Lighting to Stage Your Home for Sale
Selling your house can be a real drag. It can seem like it’s been on the market for an eternity. Many realtors advise that staging your home is the best way to quickly increase buyers’ interest. But, even if you have all the right furniture in all the right places, poor lighting in your house can make the most beautiful decor seem drab and uninviting. Here are a few rules to follow when staging your house.
Rule #1: Brighter is better. A dark house turns off potential buyers. Having a bright, well-lit house proves you’re confident about its cleanliness and have nothing to hide. Add task lighting throughout the house. Under cabinet lighting is an easy way to add value and give your kitchen a high-end look. Invest in a couple of floor lamps for any dark corners in the living room and bedrooms, as well as reading lamps on nightstands and end tables. If you have tall ceilings, make sure light is reaching all the way up so the space doesn’t look smaller than it really is. Remember you’re trying to sell the house, not set the mood.
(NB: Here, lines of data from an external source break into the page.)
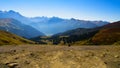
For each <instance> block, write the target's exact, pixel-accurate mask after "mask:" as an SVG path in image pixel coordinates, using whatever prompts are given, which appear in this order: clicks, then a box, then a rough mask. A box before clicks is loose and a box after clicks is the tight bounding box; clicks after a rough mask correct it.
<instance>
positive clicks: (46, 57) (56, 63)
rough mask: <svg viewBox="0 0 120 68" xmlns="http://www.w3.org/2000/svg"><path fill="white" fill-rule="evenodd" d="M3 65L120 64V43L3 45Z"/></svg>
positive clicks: (65, 65) (101, 65) (104, 66)
mask: <svg viewBox="0 0 120 68" xmlns="http://www.w3.org/2000/svg"><path fill="white" fill-rule="evenodd" d="M0 68H120V46H109V45H108V46H71V47H68V46H53V45H51V46H50V45H49V46H47V45H19V46H12V45H7V46H0Z"/></svg>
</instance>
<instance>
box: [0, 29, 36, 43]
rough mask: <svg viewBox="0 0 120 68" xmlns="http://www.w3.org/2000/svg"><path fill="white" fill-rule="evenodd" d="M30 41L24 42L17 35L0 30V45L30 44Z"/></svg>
mask: <svg viewBox="0 0 120 68" xmlns="http://www.w3.org/2000/svg"><path fill="white" fill-rule="evenodd" d="M30 43H34V42H32V41H29V40H26V39H24V38H22V37H19V36H17V35H14V34H11V33H9V32H5V31H1V30H0V45H12V44H30Z"/></svg>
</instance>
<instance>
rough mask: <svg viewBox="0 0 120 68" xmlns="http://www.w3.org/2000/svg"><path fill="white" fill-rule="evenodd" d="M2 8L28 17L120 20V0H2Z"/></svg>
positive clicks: (105, 20) (91, 19) (5, 9)
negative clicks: (42, 16) (35, 16)
mask: <svg viewBox="0 0 120 68" xmlns="http://www.w3.org/2000/svg"><path fill="white" fill-rule="evenodd" d="M0 10H14V11H17V12H19V13H21V14H22V15H24V16H27V17H35V16H47V17H52V16H57V17H61V18H76V19H80V20H104V21H111V22H112V21H118V20H120V0H0Z"/></svg>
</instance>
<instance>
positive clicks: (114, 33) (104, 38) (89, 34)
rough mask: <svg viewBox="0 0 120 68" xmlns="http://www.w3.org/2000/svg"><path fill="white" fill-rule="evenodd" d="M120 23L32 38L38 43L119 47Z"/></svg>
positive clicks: (104, 25)
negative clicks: (95, 27)
mask: <svg viewBox="0 0 120 68" xmlns="http://www.w3.org/2000/svg"><path fill="white" fill-rule="evenodd" d="M119 26H120V21H118V22H113V23H110V24H107V25H104V26H101V27H96V28H77V29H73V30H69V31H65V32H62V33H58V34H55V35H53V36H51V37H40V36H39V37H36V38H32V40H33V41H36V42H41V41H43V42H46V40H47V42H46V43H48V42H51V43H52V44H57V45H58V44H60V45H68V44H71V45H113V44H115V45H119V44H120V27H119Z"/></svg>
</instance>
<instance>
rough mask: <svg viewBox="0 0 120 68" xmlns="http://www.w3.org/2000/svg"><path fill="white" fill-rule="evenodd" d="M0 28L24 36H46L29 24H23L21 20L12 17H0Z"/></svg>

Rule #2: Pay attention to color temperature. Color temperature has a major effect on buyer perception. According to staging and design expert, Sam Jernigan, from Renaissance Design Consultations, "Some bulbs have warmer hues, which are more flattering to skin tones." People like houses that make them look good. So if your bedroom and living room have ambient lighting with cooler white color temperatures, you may want to invest in bulbs with warmer tones, around 2700 Kelvin. Some realtors suggest using light pink light bulbs in homes. The pale, rosy color gives rooms and skin tones a healthy glow. Cool white lights at or above 3000 Kelvin should be reserved for task lighting.
Rule #3: Dimmers are your best friend. It may seem like a small thing to add, but dimmers are practically a must-have nowadays. Dimmers allow you to maximize the brightness as potential buyers walk in, while giving them the option of dimming the light to get a feel for the atmosphere the space can provide.
Rule #4: Don’t ignore the bathroom. They may get a lot of traffic, but bathrooms can easily be overlooked. Use sconces on either side of the mirror or vanity lights across the top. Around the mirror is the area that needs the most light. Angle recessed lighting to bounce off the walls instead of pointing straight down. This way there will be less glare and shadows, making the room seem brighter. Consider adding lighting in the shower that’s UL listed for wet locations or IP67 rated. It’s often a very dark space compared to the rest of the room.